Auf dem Programm der Gesundheitskonferenz standen zudem Vorträge. Die Themen: „Pflege-Politiken, Pflege-Praktiken und die Frage der Gleichheit: Deutschland und Schweden im Vergleich“ (Hildegard Theobald, Universität Vechta), „Fluch und Segen der Digitalisierung und Technisierung in der Pflege“ (Andreas Büscher, Hochschule Osnabrück) und „Digitale Technologien: Was ist zu tun?“ (Manfred Hülsken-Giesler, Universität Osnabrück). Dazu moderierte die Erste Kreisrätin Bärbel Rosensträter eine Podiumsdiskussion, an der neben den Professoren der Merzener Hausarzt Martin Jürgens, Franz Paul (St. Elisabeth Pflege) und Fachdienstleiterin Anja Fels vom Landkreis Osnabrück teilnahmen. Die Teilnehmer waren sich einig, dass die Digitalisierung Chancen eröffne, Sektorengrenzen zu überbrücken und neue Wege in der Versorgung zu gehen. Die interdisziplinäre Zusammenarbeit zwischen Medizin und Pflege erfordere allerdings ein Umdenken innerhalb der Professionen sowie dem Gesundheitssystem. Eine Vernetzung biete Lösungen zur Sicherung der medizinischen und pflegerischen Versorgung.

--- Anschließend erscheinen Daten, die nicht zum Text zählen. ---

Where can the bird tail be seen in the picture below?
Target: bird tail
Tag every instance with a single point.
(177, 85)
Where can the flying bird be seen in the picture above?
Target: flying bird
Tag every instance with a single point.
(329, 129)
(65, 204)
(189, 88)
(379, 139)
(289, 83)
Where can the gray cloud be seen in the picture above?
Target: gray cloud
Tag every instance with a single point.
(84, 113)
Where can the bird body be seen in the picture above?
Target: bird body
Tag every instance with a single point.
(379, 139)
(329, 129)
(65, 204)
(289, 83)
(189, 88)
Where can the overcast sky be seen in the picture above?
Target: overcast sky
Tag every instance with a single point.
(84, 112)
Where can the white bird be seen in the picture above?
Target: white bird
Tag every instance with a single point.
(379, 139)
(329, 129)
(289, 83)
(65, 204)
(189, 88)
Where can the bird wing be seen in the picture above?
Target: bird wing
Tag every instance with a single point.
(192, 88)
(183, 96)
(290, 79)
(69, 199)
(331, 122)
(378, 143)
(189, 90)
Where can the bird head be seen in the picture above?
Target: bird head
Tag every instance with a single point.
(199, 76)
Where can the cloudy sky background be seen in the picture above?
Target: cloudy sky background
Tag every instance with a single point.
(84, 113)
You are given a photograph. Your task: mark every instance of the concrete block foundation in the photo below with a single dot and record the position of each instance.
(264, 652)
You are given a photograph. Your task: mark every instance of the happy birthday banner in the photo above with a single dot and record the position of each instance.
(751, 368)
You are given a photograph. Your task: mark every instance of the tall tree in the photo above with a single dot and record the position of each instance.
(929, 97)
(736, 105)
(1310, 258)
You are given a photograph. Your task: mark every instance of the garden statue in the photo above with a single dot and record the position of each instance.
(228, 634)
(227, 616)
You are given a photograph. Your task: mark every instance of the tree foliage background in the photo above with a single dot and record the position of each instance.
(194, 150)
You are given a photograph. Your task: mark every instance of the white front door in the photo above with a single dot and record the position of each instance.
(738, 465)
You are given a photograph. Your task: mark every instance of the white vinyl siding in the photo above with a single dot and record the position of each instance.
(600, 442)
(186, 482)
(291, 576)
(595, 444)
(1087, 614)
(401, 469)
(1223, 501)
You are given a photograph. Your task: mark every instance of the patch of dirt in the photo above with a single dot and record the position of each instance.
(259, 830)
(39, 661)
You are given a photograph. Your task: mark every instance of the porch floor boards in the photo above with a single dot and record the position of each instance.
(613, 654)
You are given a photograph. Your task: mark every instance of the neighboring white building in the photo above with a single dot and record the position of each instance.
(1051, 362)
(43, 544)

Die Runde befasste sich auch mit dem Strukturwandel im Bereich der niedergelassenen Ärzteschaft. Gerade im ländlichen Raum sei es zunehmend schwierig, Mediziner zu finden, die auch das wirtschaftliche Risiko einer Praxisgründung oder -übernahme eingehen wollten: „Der Landkreis hat in diesem Bereich bereits erste Förderprojekte aufgelegt, um junge Ärzte bei diesen Schritten nachhaltig zu unterstützen“, sagte Rosensträter.